Lauren looks back at Nottingham Poetry Exchange’s range of poetry readings and writing opportunities for students during the academic year.
Nottingham Poetry Exchange is a programme of poetry seminars, workshops and readings held across campus and in the city during each academic year. This year has seen Nottingham Poetry Exchange host a poetry open mic for students and publish their first zine: Voices.
The programme is run by the assistant professor in Creative Writing Lila Matsumoto with support from the School of English. Each year Nottingham Poetry Exchange offers placement opportunities to students in the School of English. Both the open mic Lunch Poems and the Voices zine were organised and developed by the spring semester placement students.
This year has seen a variety of poetry events on campus and elsewhere in Nottingham. Most events take the form of readings from published poets, followed by question and answer sessions. These have included the poet Sam Buchan-Watts and the writer Helen Jukes who gave a talk on her experience writing a memoir about keeping bees.
Five Leaves Bookshop also work closely with Nottingham Poetry Exchange to host events. One of this year’s highlights was the prose poetry event featuring Jeremy Noel-Tod, the editor of The Penguin Book of the Prose Poem, alongside guest readings from local poets and poets from the School of English, Matthew Welton and Lila Matsumoto.
Nottingham Poetry Exchange also host seminars each semester to discuss a poet. I attended one of the seminars, only knowing the poet under discussion, Jorie Graham, by name. But after an evening of reading and discussions, I’d discovered a new poet and learnt about lyric poetry.
“Many students had never performed their work before, taking the opportunity to give open mics a go.”
Alongside these regular events, another highlight of this year has been Nottingham Poetry Exchange’s promotion of student poetry. In March, the spring semester placement students hosted an open mic, Lunch Poems, named after Frank O’Hara’s famous poetry collection.
The turn out at Lunch Poems was high and the open mic saw lots of people sign up. Many students had never performed their work before, taking the opportunity to give open mics a go.

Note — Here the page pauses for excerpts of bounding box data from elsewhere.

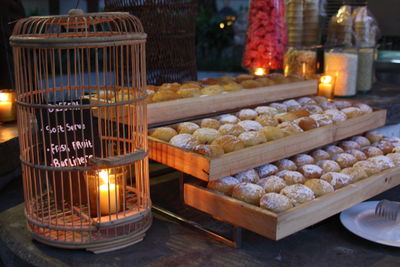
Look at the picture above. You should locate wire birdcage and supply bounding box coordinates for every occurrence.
[10,10,152,252]
[105,0,197,85]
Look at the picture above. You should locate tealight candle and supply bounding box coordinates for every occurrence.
[0,90,17,122]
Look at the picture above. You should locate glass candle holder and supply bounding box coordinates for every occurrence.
[0,90,17,122]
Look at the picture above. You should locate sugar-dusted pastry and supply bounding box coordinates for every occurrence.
[361,146,383,158]
[365,131,383,144]
[176,87,201,98]
[281,184,315,206]
[292,153,315,167]
[192,144,224,158]
[177,122,200,134]
[353,160,381,176]
[255,106,279,117]
[237,108,258,121]
[324,109,347,122]
[259,126,286,141]
[218,114,239,124]
[256,163,279,178]
[257,175,287,193]
[277,171,306,185]
[238,120,262,131]
[310,114,333,127]
[332,153,357,169]
[222,82,243,92]
[342,107,363,119]
[200,118,221,130]
[354,103,373,114]
[346,149,367,161]
[218,123,245,136]
[368,156,395,171]
[338,140,361,151]
[304,179,335,197]
[310,149,331,162]
[372,140,394,155]
[207,176,239,196]
[169,133,199,150]
[298,164,324,179]
[193,128,221,144]
[296,96,317,106]
[351,135,371,147]
[260,193,293,213]
[323,145,344,157]
[269,103,288,113]
[236,74,255,83]
[255,114,279,126]
[321,172,352,189]
[333,100,352,109]
[151,90,179,102]
[275,159,297,171]
[201,84,224,95]
[341,167,368,182]
[317,160,342,173]
[232,183,264,206]
[294,117,319,131]
[150,127,178,142]
[238,131,267,147]
[211,135,244,153]
[235,169,260,184]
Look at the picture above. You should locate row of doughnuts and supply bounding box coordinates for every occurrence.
[207,132,400,213]
[150,96,372,157]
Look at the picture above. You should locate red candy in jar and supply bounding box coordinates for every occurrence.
[242,0,287,70]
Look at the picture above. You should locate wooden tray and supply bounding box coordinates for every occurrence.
[184,167,400,240]
[85,80,317,125]
[149,110,386,181]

In response to the amount of students with poems to share, Nottingham Poetry Exchange asked for submissions to their first zine, which was released in May.
Their zine Voices offers just that: a voice for students at the University of Nottingham to showcase their poetry. Voices was edited, produced and distributed by the spring placement students. All of the chosen poems are precise, containing evocative word choices and striking layouts. From regular stanza lengths to unconventional formats, prose poems to rhyme schemes, the zine showcases an impressive range of student work.
When asked about her experience as a placement student for Nottingham Poetry Exchange, Holly Humphreys said that: “Being part of the Nottingham Poetry Exchange has been a really exciting and engaging experience.”
“It has allowed me to be part of a creative community, both within the university and in Nottingham as a whole- and to get to watch some amazing poets. I especially enjoyed the open mic Lunch Poems as it gave me a glimpse of what the future of poetry in Nottingham might look like.”
For any budding poets at the university, Nottingham Poetry Exchange is a great way to get involved in the local poetry community, on and off-campus, and expand your knowledge of published poets.